By: Alix Spiegel
It’s a tradition as old as New Year’s: making resolutions. We will not smoke, or sojourn with the bucket of mint chocolate chip. In fact, we will resist sweets generally, including the bowl of M &Ms that our co-worker has helpfully po sitioned on the aisle corner of his desk. There will be exercise, and the learning of a new language.
It is resolved.
So what does science know about translating our resolve into actual changes in behavior? The answer to this question brings us — strangely enough — to a story about heroin use in Vietnam.
In May of 1971 two congressmen, Robert Steele from Connecticut and Morgan Murphy of Illinois, went to Vietnam for an official visit and returned with some extremely disturbing news: 15 percent of U.S. servicemen in Vietnam, they said, were actively addicted to heroin.
The idea that so many servicemen were addicted to heroin horrified the public. At that point heroin was the bete noire of American drugs. It was thought to be the most addictive substance ever produced, a narcotic so powerful that once addiction claimed you, it was nearly impossible to escape.
In response to this report, President Richard Nixon took action. In June of 1971 he announced that he was creating a whole new office — The Special Action Office of Drug Abuse Prevention — dedicated to fighting the evil of drugs. He laid out a program of prevention and rehabilitation, but there was something else Nixon wanted: He wanted to research what happened to the addicted servicemen once they returned home.
And so Jerome Jaffe, whom Nixon had appointed to run the new office, contacted a well-respected psychiatric researcher named Lee Robins and asked her to help with the study. He promised her unprecedented access to enlisted men in the Army so that she could get the job done.
Soon a comprehensive system was set up so that every enlisted man was tested for heroin addiction before he was allowed to return home. And in this population, Robins did find high rates of addiction: Around 20 percent of the soldiers self-identified as addicts.

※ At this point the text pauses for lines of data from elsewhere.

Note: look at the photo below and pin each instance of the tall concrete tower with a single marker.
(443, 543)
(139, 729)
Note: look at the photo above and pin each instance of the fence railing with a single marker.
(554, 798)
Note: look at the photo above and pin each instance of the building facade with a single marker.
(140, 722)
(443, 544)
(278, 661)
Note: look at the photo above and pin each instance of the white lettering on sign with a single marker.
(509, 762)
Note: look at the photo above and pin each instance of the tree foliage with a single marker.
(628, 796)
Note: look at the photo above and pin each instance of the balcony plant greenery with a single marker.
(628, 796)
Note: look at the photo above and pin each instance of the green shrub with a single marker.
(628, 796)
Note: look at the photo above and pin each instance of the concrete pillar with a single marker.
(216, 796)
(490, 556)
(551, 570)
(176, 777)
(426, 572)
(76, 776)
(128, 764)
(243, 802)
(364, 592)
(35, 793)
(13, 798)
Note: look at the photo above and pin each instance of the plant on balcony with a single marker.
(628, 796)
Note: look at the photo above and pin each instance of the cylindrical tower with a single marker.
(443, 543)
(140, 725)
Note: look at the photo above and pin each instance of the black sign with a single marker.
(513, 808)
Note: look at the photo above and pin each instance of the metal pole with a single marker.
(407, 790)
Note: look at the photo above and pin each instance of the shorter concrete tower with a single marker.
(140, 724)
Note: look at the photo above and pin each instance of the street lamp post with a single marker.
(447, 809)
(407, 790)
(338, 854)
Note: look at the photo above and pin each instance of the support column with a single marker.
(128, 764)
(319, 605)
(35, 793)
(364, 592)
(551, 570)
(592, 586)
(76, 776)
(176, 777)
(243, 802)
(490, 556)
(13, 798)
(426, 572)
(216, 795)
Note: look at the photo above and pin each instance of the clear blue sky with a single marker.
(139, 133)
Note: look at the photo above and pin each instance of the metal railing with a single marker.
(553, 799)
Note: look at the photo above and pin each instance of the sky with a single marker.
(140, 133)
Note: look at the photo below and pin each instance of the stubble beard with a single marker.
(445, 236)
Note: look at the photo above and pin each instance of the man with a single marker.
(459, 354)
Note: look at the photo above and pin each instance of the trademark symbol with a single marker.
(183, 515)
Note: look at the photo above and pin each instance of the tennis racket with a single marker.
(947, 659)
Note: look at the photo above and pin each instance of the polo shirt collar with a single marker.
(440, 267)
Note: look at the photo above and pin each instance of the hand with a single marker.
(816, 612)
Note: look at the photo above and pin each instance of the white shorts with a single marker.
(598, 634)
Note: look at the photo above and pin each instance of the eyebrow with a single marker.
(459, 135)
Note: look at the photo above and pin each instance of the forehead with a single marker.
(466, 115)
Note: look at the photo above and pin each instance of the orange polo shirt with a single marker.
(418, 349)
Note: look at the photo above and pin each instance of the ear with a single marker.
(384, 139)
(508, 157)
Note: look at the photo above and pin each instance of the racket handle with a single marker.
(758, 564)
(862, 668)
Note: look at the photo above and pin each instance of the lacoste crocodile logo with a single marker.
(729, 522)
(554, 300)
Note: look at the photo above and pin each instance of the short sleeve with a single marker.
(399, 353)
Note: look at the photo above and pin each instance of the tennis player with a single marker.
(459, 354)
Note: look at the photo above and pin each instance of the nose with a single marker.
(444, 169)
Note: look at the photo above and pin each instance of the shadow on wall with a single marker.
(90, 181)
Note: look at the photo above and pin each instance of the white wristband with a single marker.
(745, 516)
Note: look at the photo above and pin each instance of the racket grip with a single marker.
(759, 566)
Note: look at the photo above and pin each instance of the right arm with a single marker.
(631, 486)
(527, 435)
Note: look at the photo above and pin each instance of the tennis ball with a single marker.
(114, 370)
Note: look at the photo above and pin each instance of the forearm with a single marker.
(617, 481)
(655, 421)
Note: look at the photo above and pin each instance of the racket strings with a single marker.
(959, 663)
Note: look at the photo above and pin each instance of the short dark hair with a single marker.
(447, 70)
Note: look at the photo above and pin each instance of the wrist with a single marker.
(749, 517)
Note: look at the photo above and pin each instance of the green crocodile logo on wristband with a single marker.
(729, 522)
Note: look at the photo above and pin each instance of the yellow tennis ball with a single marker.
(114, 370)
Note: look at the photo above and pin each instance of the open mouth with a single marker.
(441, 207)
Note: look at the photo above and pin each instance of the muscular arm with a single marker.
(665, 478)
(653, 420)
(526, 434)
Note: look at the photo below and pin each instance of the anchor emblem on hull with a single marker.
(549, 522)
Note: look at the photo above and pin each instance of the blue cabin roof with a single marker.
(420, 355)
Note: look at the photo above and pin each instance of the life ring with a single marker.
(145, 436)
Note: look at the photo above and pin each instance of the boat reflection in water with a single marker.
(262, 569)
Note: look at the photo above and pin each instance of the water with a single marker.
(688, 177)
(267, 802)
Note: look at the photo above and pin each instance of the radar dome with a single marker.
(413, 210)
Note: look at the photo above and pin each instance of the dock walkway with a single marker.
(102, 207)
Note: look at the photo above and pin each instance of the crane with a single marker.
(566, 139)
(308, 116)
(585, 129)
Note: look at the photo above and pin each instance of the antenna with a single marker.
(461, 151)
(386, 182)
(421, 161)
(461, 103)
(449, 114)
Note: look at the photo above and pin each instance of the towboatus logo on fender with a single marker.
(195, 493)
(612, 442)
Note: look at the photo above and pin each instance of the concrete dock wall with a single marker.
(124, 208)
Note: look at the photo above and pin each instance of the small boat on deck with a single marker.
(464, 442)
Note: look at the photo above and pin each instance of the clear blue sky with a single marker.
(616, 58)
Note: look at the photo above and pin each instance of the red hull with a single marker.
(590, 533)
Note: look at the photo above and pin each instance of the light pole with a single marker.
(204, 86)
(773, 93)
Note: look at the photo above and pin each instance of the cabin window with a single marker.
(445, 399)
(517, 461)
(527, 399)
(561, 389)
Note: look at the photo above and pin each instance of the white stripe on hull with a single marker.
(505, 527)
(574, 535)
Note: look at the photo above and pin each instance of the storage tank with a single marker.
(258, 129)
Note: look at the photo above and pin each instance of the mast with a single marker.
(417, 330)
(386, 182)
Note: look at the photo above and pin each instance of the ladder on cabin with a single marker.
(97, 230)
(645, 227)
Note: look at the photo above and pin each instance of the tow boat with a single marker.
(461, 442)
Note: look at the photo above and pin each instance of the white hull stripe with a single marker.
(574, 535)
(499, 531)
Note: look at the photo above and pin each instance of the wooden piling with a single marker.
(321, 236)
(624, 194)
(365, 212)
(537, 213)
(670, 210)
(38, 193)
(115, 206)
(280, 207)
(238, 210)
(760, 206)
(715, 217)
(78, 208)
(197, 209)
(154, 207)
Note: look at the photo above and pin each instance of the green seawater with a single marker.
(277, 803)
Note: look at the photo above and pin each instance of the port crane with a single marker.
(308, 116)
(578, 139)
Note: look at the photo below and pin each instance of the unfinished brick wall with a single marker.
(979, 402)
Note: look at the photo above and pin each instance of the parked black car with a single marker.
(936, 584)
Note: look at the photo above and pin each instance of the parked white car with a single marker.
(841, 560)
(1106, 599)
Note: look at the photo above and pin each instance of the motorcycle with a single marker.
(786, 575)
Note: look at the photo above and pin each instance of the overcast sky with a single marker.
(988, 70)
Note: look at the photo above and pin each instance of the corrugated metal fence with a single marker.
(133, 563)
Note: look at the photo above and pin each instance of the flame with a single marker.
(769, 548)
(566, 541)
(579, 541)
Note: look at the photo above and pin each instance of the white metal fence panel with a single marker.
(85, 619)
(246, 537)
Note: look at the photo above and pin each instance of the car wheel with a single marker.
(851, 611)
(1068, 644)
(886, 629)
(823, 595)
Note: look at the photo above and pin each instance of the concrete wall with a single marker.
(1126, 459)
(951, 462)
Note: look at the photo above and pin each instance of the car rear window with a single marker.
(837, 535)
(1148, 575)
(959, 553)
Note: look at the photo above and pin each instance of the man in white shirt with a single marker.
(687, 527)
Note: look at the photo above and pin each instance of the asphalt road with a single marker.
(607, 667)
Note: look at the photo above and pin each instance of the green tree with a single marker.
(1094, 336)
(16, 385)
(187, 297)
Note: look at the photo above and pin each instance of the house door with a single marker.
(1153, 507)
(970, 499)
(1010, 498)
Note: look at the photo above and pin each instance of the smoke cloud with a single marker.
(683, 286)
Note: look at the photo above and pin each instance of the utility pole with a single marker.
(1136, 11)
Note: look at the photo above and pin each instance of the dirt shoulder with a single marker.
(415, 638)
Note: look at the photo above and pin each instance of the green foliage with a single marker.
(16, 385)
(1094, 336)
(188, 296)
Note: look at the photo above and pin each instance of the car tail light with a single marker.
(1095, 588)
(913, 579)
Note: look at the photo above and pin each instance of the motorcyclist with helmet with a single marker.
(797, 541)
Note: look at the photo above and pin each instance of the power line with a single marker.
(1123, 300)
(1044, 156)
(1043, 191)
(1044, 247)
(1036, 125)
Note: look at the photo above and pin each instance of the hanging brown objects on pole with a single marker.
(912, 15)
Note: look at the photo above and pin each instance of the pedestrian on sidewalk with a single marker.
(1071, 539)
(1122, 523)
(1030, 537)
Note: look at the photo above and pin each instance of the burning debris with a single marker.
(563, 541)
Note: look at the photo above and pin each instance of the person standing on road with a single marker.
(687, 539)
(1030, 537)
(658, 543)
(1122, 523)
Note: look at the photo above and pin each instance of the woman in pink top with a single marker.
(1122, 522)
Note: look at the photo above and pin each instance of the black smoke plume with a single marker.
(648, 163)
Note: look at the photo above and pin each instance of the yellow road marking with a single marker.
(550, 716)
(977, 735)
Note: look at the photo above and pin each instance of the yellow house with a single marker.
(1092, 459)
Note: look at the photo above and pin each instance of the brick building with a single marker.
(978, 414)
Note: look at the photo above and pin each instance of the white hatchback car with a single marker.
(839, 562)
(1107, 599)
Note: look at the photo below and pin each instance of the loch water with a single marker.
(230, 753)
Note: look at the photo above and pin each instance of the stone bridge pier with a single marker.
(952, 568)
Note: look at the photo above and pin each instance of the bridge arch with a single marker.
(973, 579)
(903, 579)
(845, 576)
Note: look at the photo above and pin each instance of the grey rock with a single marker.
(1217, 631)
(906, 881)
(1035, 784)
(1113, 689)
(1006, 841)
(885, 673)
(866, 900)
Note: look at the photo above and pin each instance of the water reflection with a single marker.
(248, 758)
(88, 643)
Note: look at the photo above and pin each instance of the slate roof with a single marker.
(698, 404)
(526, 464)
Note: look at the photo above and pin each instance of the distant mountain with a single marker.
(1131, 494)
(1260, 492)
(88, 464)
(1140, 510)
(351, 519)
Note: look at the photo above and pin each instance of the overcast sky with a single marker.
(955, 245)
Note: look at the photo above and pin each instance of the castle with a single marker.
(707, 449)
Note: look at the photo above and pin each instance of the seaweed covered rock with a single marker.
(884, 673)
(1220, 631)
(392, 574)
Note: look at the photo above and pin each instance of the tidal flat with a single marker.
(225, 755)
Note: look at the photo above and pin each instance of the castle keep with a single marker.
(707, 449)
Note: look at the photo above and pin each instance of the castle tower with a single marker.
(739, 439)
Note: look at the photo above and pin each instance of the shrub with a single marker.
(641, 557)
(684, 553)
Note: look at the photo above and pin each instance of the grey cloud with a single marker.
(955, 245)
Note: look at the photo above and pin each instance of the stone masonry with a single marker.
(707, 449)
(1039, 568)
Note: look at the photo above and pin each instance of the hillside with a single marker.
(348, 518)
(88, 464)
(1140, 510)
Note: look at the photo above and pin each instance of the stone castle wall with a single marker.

Those who were addicted were kept in Vietnam until they dried out. When these soldiers finally did return to their lives back in the U.S., Robins tracked them, collecting data at regular intervals. And this is where the story takes a curious turn: According to her research, the number of soldiers who continued their heroin addiction once they returned to the U.S. was shockingly low.
“I believe the number of people who actually relapsed to heroin use in the first year was about 5 percent,” Jaffe said recently from his suburban Maryland home. In other words, 95 percent of the people who were addicted in Vietnam did not become re-addicted when they returned to the United States.
This flew in the face of everything everyone knew both about heroin and drug addiction generally. When addicts were treated in the U.S. and returned to their homes, relapse rates hovered around 90 percent. It didn’t make sense.
“Everyone thought there was somehow she was lying, or she did something wrong, or she was politically influenced,” Jaffe says. “She spent months, if not years, trying to defend the integrity of the study.”
But 40 years later, the findings of this study are widely accepted. To explain why, you need to understand how the science of behavior change has itself changed.
Outsourcing The Control Of Behavior
According to Wendy Wood, a psychologist at University of Southern California who researches behavior change, throughout the 1960s, 1970s and 1980s scientists believed that if you wanted to change behavior, the key was to change people’s goals and intentions.
“The research was very much focused on trying to understand how to change people’s attitudes,” Wood says, “with the assumption that behavior change would just follow.”
So researchers studied how to organize public health campaigns, or how to use social pressure to change attitudes. And, says David Neal, another psychologist who looks at behavior change, these strategies did work.